FedAgree: Leveraging Federated Checkpoints for Label-Free OOD Evaluation via Agreement
Abstract
Federated Learning (FL) has recently emerged as a popular paradigm in many domains, enabling collaborative model training across partners while preserving their privacy. However, distribution shifts in realistic conditions can lead to substantial performance degradation when models are deployed at new sites. Out-of-distribution (OOD) performance estimation is thus critical, but obtaining labelled OOD data is frequently impractical. Let's consider a practical example: in healthcare – where shifts across hospitals are common due to different acquisition devices, patient populations, or clinical protocols – assessing this degradation would be essential, but obtaining labelled data for evaluation is often scarce, time-costly, or too expensive. Agreement-on-the-Line (AotL) (Baek et al., 2022) addresses this by predicting OOD accuracy without labelled data via agreement between pairs of model checkpoints, though obtaining multiple models for this purpose is computationally expensive. We observe that FL naturally resolves this: diverse client checkpoints are already produced during training at no additional cost.

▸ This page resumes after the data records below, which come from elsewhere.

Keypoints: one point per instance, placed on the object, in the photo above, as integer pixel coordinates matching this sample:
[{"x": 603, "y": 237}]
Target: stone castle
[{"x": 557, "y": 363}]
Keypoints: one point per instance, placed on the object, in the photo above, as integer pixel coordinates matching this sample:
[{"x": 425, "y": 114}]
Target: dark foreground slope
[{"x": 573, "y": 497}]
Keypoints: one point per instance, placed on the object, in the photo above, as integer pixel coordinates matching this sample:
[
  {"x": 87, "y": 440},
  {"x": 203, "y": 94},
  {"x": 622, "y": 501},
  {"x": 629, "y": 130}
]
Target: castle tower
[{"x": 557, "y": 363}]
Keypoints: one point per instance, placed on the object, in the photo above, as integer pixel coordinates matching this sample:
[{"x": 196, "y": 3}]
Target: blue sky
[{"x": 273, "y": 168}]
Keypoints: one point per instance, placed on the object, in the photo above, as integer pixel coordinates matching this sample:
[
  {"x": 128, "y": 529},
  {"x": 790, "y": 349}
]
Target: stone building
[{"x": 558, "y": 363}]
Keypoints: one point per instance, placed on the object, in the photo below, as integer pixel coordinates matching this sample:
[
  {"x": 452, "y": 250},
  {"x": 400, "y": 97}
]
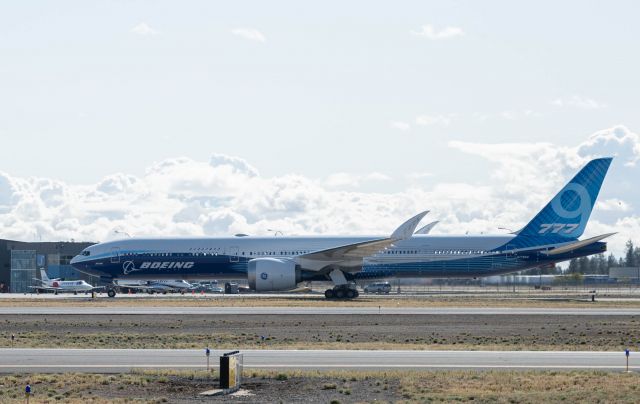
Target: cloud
[
  {"x": 144, "y": 29},
  {"x": 429, "y": 32},
  {"x": 577, "y": 101},
  {"x": 250, "y": 34},
  {"x": 428, "y": 120},
  {"x": 403, "y": 126},
  {"x": 225, "y": 195},
  {"x": 338, "y": 180}
]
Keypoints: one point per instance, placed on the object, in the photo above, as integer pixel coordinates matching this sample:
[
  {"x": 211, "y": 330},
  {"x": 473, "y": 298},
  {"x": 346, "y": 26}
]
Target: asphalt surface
[
  {"x": 89, "y": 311},
  {"x": 124, "y": 360}
]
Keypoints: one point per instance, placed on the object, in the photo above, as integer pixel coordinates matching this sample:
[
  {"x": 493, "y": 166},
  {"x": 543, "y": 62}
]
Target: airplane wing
[
  {"x": 352, "y": 254},
  {"x": 43, "y": 287},
  {"x": 577, "y": 244},
  {"x": 427, "y": 228}
]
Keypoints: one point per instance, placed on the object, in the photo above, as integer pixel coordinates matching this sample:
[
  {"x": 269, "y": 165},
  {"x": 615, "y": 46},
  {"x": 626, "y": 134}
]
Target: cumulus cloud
[
  {"x": 353, "y": 180},
  {"x": 144, "y": 29},
  {"x": 577, "y": 101},
  {"x": 403, "y": 126},
  {"x": 441, "y": 120},
  {"x": 250, "y": 34},
  {"x": 430, "y": 32},
  {"x": 227, "y": 195}
]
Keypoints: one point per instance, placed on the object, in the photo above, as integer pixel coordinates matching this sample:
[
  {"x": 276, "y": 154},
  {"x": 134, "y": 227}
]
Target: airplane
[
  {"x": 57, "y": 285},
  {"x": 155, "y": 286},
  {"x": 281, "y": 263},
  {"x": 427, "y": 228}
]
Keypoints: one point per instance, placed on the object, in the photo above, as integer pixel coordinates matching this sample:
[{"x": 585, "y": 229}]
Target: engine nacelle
[{"x": 272, "y": 274}]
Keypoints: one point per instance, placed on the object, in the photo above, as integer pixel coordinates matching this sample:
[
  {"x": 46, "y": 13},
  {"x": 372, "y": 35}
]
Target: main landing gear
[{"x": 346, "y": 291}]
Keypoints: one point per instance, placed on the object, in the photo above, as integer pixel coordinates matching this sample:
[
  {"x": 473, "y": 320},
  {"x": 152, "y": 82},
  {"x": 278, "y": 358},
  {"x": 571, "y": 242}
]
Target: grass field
[{"x": 331, "y": 387}]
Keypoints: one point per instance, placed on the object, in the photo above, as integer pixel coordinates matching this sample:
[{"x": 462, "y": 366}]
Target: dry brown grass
[
  {"x": 237, "y": 341},
  {"x": 518, "y": 300},
  {"x": 406, "y": 386}
]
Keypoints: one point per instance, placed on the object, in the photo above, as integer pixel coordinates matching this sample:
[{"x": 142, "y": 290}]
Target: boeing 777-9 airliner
[{"x": 280, "y": 263}]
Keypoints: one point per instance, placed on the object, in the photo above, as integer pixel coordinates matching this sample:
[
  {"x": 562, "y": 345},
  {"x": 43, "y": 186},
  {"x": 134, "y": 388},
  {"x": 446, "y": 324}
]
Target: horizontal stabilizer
[
  {"x": 406, "y": 230},
  {"x": 575, "y": 245},
  {"x": 427, "y": 228}
]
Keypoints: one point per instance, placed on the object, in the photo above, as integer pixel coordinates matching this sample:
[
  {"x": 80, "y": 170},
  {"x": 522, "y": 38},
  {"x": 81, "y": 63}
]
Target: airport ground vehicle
[{"x": 378, "y": 287}]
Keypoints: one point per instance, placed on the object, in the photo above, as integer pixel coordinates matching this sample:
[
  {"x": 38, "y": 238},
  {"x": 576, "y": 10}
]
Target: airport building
[{"x": 21, "y": 262}]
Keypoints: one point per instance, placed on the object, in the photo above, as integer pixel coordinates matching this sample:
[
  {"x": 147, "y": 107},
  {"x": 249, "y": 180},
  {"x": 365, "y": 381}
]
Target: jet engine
[{"x": 272, "y": 274}]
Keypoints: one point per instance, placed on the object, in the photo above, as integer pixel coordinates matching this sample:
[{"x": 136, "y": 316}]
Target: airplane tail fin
[{"x": 567, "y": 214}]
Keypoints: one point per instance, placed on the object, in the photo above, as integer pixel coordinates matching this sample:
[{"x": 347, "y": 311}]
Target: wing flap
[{"x": 357, "y": 251}]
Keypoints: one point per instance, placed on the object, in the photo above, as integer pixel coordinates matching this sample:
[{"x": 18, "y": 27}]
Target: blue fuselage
[{"x": 227, "y": 258}]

We thus propose FedAgree, a method to facilitate agreement-based OOD evaluation in federated settings by leveraging both local and cross-client checkpoints. We introduce five checkpoint strategies that progressively expand the use of cross-client information evaluate them across standard OOD benchmarks and diverse medical imaging modalities (dermoscopy, retinopathy, histopathology), under both IID and non-IID settings. Our empirical results demonstrate that FedAgree consistently outperforms AotL and confidence-based baselines, confirming that federated settings offer an ideal environment for practical, label-free OOD evaluation.